I’ve had a bit of a lay-off from posting in this young blog, but while work and travel and such have kept me from writing, I have been stockpiling links. And those links will seed a series of new posts over the next week or two. But as I collect these articles, the number of environmental news stories appearing in a variety of media outlets recently has me thinking that we might be entering the next “green” revolution. As one sign that we might be entering this new era, consider the shift in attitudes toward hydropower dams in the Columbia River system that seems to be emerging. Replacing hydropower with wind farms and transporting agricultural products via rejuvenated railways rather than along artificially flattened rivers would largely eradicate the sea lions-salmon-fishermen tensions addressed in my last post. Another positive sign is the U.S.’s largest automaker joining the U.S. Climate Action Partnership.
If a transformative moment is upon us, it will have been several decades in the making. The last period of major environmental policy action in the United States took place in the 1960s and 1970s when Congress passed the Clean Air Act (1963, with a major amendment in 1970), Clean Water Act (1972), Endangered Species Act (ESA; 1973), and the Fisheries Conservation and Management Act (FCMA; 1976). Since that time, important environmental progress has been made, but there have arguably been no changes as sweeping as these. And their effects have generally been profound. The air is cleaner today than it was 20 years ago, water is cleaner in many places (though not all), and species protected under the ESA more often than not show dramatic improvements.
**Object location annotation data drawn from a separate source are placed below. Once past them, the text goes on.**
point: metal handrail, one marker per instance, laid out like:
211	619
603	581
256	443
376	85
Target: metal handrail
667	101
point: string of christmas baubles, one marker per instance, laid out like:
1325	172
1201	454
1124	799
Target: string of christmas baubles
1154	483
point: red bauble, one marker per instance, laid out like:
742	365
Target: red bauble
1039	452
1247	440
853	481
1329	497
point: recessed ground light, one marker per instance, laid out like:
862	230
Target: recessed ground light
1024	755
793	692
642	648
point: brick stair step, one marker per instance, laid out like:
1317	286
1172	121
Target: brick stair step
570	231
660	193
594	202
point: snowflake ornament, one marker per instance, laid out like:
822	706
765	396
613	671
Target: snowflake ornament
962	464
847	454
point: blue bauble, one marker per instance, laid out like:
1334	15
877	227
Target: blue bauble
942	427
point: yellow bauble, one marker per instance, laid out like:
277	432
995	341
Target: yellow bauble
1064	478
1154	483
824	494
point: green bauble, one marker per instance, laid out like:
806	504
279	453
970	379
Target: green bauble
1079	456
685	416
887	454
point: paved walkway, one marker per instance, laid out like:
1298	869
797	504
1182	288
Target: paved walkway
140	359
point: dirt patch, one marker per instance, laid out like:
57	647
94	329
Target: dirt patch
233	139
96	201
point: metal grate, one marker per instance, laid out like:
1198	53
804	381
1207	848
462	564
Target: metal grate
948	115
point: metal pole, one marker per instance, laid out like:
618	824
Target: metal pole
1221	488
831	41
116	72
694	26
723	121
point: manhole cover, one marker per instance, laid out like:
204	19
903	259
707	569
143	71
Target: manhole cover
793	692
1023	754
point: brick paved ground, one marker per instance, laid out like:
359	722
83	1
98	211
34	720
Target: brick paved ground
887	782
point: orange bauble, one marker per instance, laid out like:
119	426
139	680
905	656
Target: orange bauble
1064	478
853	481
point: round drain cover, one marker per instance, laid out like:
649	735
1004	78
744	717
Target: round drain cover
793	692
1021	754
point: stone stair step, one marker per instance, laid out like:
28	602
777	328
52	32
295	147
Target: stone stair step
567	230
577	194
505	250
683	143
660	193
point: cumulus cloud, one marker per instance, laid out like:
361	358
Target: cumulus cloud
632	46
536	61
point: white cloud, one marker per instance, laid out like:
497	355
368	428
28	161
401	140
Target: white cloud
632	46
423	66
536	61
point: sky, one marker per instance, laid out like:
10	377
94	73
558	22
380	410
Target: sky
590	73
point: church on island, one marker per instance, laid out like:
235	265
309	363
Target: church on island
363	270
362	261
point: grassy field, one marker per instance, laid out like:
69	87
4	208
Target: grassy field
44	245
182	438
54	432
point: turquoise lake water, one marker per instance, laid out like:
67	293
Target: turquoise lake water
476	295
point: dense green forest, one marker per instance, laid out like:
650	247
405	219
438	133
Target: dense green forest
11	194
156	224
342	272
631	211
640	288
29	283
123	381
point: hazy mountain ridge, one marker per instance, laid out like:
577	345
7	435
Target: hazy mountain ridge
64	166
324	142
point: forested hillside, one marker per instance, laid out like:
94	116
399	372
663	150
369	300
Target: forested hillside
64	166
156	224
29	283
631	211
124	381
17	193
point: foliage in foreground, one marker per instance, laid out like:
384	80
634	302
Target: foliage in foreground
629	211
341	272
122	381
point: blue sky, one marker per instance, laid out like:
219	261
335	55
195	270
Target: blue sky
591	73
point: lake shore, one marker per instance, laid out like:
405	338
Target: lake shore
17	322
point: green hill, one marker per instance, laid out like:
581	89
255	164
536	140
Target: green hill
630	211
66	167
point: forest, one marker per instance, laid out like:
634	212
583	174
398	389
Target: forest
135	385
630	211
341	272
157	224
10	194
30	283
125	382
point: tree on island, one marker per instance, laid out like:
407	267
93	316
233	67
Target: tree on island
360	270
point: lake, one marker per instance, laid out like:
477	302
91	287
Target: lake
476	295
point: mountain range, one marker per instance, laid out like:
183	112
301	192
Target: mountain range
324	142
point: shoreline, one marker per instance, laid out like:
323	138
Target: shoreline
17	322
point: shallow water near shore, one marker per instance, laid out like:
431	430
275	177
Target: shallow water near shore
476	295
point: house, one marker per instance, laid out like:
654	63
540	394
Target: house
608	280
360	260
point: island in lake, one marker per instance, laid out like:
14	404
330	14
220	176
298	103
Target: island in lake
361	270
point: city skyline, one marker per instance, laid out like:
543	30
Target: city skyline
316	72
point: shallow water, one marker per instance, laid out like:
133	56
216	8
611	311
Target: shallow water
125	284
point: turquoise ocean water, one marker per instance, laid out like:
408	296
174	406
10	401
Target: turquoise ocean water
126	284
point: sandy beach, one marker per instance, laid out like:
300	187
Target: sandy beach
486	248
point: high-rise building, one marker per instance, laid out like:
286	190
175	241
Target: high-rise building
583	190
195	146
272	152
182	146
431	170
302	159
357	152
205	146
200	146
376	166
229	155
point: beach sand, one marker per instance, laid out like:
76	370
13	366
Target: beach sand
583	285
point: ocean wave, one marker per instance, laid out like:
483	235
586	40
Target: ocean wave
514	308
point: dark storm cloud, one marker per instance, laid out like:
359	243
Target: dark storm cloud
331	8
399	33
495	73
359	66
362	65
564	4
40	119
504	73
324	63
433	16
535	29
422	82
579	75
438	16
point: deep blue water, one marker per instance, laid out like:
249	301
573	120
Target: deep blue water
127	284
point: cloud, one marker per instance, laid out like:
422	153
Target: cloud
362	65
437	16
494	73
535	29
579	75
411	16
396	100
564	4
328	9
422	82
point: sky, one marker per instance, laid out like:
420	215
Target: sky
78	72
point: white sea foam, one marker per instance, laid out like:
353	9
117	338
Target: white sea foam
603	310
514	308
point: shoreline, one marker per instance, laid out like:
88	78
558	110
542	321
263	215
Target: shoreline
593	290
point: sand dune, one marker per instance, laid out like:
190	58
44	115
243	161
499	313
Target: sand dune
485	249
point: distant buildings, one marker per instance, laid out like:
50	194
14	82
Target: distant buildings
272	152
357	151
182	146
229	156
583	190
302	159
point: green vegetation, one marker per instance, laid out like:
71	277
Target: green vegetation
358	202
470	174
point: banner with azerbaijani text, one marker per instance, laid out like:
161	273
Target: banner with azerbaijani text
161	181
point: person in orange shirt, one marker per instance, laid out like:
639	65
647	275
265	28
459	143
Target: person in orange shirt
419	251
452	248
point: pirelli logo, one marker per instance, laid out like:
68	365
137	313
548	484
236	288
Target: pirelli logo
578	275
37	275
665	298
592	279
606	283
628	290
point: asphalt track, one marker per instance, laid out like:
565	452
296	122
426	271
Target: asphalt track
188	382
Of the four issues addressed by the acts listed above, fisheries have arguably experienced the least progress since passage of the landmark legislation. All of these laws (and, indeed, most environmental laws) strive to find some balance between economic and environmental needs (although the true revolution will come when we realize that this is a false dichotomy, but that is for another day…). However, the FCMA seems to tip the scales more toward economics than conservation relative to the other two, perhaps because its original mission had more to do with excluding foreign fleets and protecting the American fishing industry than it did with establishing sustainable fisheries. Compounding this imbalance, fisheries are assaulted by a range of impacts beyond simply fishing pressure. Two milestone reports, one from the independent Pew Oceans Commission and one from the federal U.S. Commission on Ocean Policy (now unified as the Joint Ocean Commission), addressed the full suite of threats, governance challenges and research needed to reverse the decline in ocean health. Implementation of those recommendations, coupled with major new policy initiatives on climate and energy, have the potential to spawn a new green revolution.